The second challenge is to target distant pharmacological receptors via the oral route. In this case the integrity of the nanocarrier has to remain to provide specific properties such as stealthiness, controlled release of the drug, targeting of the organs. To date, no such nanoparticles have been described. Indeed, this tricky issue is to formulate a nanovector able to resist the stress of GI tract while also being capable of transcytosis and finally being able to avoid or resist the destruction by the liver during the first-pass effect. In this paper, different components able to resist the physicochemical stress have been reviewed (PEG, PLGA and chitosan). They display complementary properties and can be mixed to obtain optimal behavior. The main issue is transcytosis through enterocyte. The cellular trafficking of nanocarriers across enterocyte is poorly documented and appears to be critical in the design of new active nanovector for the oral route. For example, those carriers need to escape lysosomal degradation and avoid recycling endosomal pathways. Thus, among the described pathways, the caveolae endocytosis reaching caveosomes, appears to be the most appropriate. Unfortunately, the specific ligands to target this pathway remain to be discovered.
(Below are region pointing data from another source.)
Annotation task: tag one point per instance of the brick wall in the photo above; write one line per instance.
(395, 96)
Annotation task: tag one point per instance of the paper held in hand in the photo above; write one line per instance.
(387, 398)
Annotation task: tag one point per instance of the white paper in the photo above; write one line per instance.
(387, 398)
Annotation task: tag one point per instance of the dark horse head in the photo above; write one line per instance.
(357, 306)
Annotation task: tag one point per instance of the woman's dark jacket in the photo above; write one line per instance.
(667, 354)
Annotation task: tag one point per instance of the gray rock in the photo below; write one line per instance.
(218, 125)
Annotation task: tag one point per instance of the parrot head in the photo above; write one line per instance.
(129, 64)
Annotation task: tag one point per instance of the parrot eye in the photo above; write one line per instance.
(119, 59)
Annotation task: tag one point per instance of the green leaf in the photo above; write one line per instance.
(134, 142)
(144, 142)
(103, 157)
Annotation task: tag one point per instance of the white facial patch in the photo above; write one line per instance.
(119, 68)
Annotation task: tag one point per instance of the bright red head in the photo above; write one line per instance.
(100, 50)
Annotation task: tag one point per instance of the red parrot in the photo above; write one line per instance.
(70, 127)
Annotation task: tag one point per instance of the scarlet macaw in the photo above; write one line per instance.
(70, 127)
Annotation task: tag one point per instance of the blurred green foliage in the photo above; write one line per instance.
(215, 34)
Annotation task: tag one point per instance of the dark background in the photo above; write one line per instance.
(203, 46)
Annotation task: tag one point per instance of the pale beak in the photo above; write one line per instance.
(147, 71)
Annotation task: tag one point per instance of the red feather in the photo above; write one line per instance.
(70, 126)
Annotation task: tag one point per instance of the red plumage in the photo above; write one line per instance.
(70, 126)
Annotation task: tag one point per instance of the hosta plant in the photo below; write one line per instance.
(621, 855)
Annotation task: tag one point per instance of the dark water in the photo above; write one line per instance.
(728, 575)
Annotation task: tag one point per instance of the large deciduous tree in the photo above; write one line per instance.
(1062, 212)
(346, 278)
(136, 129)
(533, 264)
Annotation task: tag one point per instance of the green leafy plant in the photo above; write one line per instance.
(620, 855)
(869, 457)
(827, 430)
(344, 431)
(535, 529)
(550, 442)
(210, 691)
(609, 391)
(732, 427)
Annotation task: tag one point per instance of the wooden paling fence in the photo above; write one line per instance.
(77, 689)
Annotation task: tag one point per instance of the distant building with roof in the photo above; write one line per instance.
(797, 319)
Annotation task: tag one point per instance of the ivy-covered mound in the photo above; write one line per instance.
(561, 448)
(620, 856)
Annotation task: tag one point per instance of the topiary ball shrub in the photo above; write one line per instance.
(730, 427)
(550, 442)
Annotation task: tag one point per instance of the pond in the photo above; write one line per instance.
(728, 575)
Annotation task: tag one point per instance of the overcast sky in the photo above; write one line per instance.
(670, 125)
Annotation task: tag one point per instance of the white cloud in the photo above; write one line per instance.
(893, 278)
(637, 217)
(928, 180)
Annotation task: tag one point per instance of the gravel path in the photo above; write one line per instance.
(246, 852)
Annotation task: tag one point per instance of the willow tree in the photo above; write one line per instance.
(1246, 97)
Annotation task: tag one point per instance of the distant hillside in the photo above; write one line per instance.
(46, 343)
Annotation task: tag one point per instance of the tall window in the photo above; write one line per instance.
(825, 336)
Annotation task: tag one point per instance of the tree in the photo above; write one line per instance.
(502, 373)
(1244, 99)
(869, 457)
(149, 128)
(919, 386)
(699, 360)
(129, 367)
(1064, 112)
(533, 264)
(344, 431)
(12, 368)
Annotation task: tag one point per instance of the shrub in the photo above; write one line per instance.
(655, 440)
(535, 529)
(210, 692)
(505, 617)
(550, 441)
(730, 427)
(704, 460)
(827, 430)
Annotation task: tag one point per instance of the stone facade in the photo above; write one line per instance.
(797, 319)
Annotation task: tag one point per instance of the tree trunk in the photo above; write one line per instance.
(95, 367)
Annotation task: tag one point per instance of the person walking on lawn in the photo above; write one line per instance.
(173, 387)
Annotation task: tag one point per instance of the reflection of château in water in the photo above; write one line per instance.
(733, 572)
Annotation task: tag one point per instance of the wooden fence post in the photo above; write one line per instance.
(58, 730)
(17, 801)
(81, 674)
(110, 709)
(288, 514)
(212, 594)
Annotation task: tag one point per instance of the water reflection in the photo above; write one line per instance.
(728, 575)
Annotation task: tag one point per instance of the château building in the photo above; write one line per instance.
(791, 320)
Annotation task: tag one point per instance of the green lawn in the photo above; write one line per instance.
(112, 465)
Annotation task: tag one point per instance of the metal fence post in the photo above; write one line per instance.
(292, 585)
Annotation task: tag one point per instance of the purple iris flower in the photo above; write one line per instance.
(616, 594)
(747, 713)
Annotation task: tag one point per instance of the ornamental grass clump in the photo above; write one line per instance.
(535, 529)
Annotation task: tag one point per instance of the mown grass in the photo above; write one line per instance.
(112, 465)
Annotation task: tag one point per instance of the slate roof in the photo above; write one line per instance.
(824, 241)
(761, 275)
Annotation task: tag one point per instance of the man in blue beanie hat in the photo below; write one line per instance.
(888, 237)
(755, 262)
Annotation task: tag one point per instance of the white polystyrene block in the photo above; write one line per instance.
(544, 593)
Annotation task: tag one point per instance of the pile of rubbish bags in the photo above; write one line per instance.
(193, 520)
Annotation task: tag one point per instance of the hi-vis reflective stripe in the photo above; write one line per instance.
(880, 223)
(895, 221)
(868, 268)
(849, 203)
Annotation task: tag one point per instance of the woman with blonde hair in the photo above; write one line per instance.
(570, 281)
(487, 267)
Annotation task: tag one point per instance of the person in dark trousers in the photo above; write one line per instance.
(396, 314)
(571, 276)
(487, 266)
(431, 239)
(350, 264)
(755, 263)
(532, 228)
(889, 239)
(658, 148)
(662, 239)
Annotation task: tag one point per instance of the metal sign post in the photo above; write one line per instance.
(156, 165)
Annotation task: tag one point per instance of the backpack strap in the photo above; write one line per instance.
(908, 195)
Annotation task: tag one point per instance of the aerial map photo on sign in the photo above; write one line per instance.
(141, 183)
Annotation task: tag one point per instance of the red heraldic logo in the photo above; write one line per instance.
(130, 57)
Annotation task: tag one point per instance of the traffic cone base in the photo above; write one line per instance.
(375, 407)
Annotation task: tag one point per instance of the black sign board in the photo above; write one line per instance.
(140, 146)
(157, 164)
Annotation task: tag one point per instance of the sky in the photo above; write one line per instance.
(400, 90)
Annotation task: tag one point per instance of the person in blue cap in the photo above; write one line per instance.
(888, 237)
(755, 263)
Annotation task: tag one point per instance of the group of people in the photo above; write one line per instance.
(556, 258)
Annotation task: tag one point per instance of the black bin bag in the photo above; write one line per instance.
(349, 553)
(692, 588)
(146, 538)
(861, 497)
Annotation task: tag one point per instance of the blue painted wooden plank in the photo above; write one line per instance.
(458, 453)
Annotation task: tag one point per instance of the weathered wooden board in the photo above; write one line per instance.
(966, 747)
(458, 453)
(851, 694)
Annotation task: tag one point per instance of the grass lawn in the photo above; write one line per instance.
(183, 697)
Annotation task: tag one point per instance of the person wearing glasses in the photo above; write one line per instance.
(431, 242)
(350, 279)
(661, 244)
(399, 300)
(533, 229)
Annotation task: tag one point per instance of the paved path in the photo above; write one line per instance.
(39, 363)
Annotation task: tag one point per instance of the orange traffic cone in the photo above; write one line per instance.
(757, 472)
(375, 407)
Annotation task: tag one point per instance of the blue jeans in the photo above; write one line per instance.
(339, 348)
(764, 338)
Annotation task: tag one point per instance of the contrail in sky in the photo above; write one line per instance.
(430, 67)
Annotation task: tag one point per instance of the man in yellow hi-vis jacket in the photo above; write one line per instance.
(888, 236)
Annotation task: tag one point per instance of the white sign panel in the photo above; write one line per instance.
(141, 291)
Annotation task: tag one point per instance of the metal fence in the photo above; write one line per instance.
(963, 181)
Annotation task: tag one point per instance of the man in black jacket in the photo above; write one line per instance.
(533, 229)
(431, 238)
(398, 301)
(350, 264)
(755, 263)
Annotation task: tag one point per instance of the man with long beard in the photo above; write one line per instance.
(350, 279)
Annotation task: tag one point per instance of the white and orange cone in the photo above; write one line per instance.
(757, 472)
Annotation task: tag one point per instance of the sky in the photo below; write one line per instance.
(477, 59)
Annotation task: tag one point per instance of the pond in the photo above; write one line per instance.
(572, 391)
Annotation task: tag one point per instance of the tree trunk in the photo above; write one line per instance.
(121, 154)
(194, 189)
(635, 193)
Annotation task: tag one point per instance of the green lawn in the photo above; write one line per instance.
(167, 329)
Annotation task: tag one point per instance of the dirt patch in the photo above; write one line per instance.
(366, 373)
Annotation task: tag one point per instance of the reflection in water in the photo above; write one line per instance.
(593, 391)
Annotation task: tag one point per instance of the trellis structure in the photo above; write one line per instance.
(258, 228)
Even if a ligand is found, the problem remains very complex. For example, vitamin B12 recognize a glycoprotein called cubulin on the surface of enterocyte to proceed to transcytosis.[198] As this mechanism may be interesting for transcytosis targeting through nanocarrier across enterocytes it may also alter targeting within the blood due to recognition signal (initially for cubulin) used on their surface.

Thus, one of the main problems with nanocarrier design remains in the fact that intrinsic properties that may help to cross GI barrier may also significantly alter further behavior in the blood.

Until recently, oral drug delivery was mainly assessed on the basis of overall drug permeability through the GI epithelium. Bioavailability was the main issue to address. Currently, designing the 'magic bullet' for the oral route is the next milestone to reach. Using smart nanocarriers able to improve solubility of drug while conveying them to specific targets involves rationalization of their behavior within specific GI micro- or nano-environments to determine the exact relevance for each of them. Although the overall idea is not necessarily to keep full integrity of the nanocarrier used for oral drug delivery, as drug bioavailability might be improved independently, keeping properties of nanocarriers as if they were used through the blood pathway represent a great advantage.